The GPS coordinates for LMC and PGK in OpenFlights are essentially the same as those given in Wikipedia and are both, according to OpenStreetMap, at some position on each of these airport's main runway (LMC, PGK), which is further confirmed by the satellite imagery of Google Maps (LMC, PGK).

The fact that the distance between these two points is indeed 20001571.135 meters was computed directly by GeographicLib. However, here I must point out that this result seems to disagree with many websites that offer such calculations. This is probably caused by the fact that nearly antipodal points are corner cases for geodesic computations on ellipsoids.

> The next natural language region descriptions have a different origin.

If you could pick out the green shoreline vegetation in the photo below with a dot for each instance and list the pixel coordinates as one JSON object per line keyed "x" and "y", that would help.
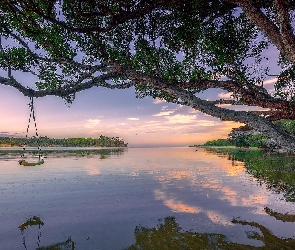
{"x": 44, "y": 141}
{"x": 251, "y": 141}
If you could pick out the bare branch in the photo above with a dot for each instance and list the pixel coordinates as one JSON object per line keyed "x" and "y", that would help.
{"x": 67, "y": 90}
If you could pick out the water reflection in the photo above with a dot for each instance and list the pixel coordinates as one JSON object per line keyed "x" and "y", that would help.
{"x": 276, "y": 171}
{"x": 100, "y": 202}
{"x": 169, "y": 235}
{"x": 104, "y": 153}
{"x": 36, "y": 221}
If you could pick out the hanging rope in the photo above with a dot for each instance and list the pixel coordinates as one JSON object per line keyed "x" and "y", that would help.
{"x": 32, "y": 115}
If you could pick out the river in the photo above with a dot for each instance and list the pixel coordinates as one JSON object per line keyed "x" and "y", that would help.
{"x": 178, "y": 198}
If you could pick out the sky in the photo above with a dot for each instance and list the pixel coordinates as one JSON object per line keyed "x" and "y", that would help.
{"x": 95, "y": 112}
{"x": 116, "y": 113}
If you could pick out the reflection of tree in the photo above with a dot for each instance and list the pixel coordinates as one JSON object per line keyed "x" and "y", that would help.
{"x": 33, "y": 221}
{"x": 103, "y": 153}
{"x": 36, "y": 221}
{"x": 66, "y": 245}
{"x": 168, "y": 235}
{"x": 277, "y": 171}
{"x": 283, "y": 217}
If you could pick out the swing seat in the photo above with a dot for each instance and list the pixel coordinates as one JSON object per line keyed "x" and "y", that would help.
{"x": 25, "y": 163}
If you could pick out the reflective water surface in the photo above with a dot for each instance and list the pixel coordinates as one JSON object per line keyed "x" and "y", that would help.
{"x": 148, "y": 198}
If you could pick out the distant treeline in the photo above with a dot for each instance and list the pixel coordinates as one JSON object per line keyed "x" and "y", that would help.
{"x": 240, "y": 141}
{"x": 102, "y": 141}
{"x": 259, "y": 141}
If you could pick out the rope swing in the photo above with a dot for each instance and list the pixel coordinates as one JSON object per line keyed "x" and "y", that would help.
{"x": 23, "y": 162}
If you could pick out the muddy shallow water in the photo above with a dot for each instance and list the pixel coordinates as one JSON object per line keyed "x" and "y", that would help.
{"x": 104, "y": 200}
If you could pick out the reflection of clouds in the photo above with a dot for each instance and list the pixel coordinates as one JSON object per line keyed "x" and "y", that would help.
{"x": 257, "y": 199}
{"x": 181, "y": 207}
{"x": 92, "y": 170}
{"x": 219, "y": 177}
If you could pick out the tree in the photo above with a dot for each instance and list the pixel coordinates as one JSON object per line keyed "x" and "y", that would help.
{"x": 170, "y": 49}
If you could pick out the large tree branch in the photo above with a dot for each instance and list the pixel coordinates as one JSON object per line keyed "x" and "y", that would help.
{"x": 250, "y": 95}
{"x": 260, "y": 124}
{"x": 115, "y": 19}
{"x": 281, "y": 37}
{"x": 285, "y": 27}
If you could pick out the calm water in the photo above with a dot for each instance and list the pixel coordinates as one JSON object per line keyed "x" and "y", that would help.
{"x": 96, "y": 201}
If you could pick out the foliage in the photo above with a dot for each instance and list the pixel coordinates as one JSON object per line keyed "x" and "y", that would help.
{"x": 287, "y": 125}
{"x": 240, "y": 141}
{"x": 171, "y": 50}
{"x": 168, "y": 235}
{"x": 102, "y": 141}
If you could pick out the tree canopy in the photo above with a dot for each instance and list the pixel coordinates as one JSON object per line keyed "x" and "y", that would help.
{"x": 171, "y": 50}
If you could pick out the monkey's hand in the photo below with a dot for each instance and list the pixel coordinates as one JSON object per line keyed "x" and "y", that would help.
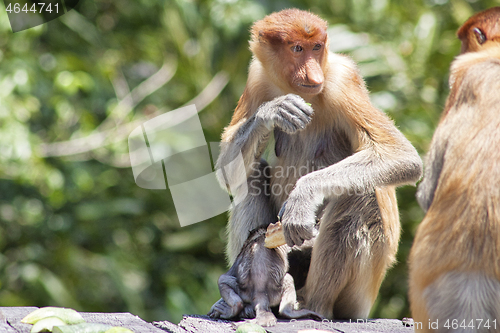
{"x": 290, "y": 113}
{"x": 298, "y": 216}
{"x": 223, "y": 310}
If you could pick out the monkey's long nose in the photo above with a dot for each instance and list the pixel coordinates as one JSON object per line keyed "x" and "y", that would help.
{"x": 314, "y": 73}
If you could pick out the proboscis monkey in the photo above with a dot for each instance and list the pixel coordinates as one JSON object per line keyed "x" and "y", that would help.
{"x": 455, "y": 258}
{"x": 257, "y": 281}
{"x": 335, "y": 160}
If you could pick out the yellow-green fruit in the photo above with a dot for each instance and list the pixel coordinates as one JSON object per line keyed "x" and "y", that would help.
{"x": 82, "y": 328}
{"x": 250, "y": 328}
{"x": 69, "y": 316}
{"x": 118, "y": 329}
{"x": 46, "y": 324}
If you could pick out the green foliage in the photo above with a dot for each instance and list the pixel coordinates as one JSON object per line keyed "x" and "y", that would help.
{"x": 76, "y": 231}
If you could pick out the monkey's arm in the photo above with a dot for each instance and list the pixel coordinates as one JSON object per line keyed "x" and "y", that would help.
{"x": 434, "y": 164}
{"x": 376, "y": 164}
{"x": 249, "y": 136}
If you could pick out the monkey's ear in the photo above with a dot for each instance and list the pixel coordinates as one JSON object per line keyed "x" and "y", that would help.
{"x": 480, "y": 36}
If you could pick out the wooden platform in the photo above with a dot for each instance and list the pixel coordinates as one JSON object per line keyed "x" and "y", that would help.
{"x": 10, "y": 322}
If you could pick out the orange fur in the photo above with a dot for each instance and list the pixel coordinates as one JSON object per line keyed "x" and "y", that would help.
{"x": 454, "y": 261}
{"x": 345, "y": 134}
{"x": 488, "y": 22}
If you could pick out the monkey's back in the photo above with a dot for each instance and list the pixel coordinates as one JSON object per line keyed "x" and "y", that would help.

• The coordinate distance calculator reports an absurd distance of 8.33 kilometers; the distance reported for antipodal points is 0 kilometers.
• The GPS visualizer computes the distance as NaN.
• The WGS-84 Geoid Distance Calculator also returns NaN.
• The FAI calculator indicates that "Algorithm did not converge".
• The Landings.com tool estimates the distance as 19867.6 km, and gives no indication of which coordinates it is using.
• travelmath.com gives a distance of 0 km.
• The Great Circle Mapper estimates the distance to be 20029 km, which seems inaccurate because it is more than 20004 km, the length of a half-meridian in the WGS-84 system. Another example illustrates that this tool does not seem to be using the shortest geodesic when computing distances. I have since heard from the maintainer, this is indeed a bug.
• The World-airport-codes tool gives a result of 20005.74 km, which again is slightly too large, but by a smaller margin.
• Google Maps computes the distance as 20007 km, which seems too high again.

It is conceivable that the sources that overestimate the distance (except Great Circle Mapper, where the difference is too high, and otherwise explained) are using a geoid model, to account for variations in radius beyond what the WGS-84 ellipsoid accounts for. This is beyond the scope of what I did.

That this pair is indeed the most distant depends on whether positions for other airports in OpenFlights are accurate, and whether this source is exhaustive, i.e., contains all airports. I did not really try to check any of these two points.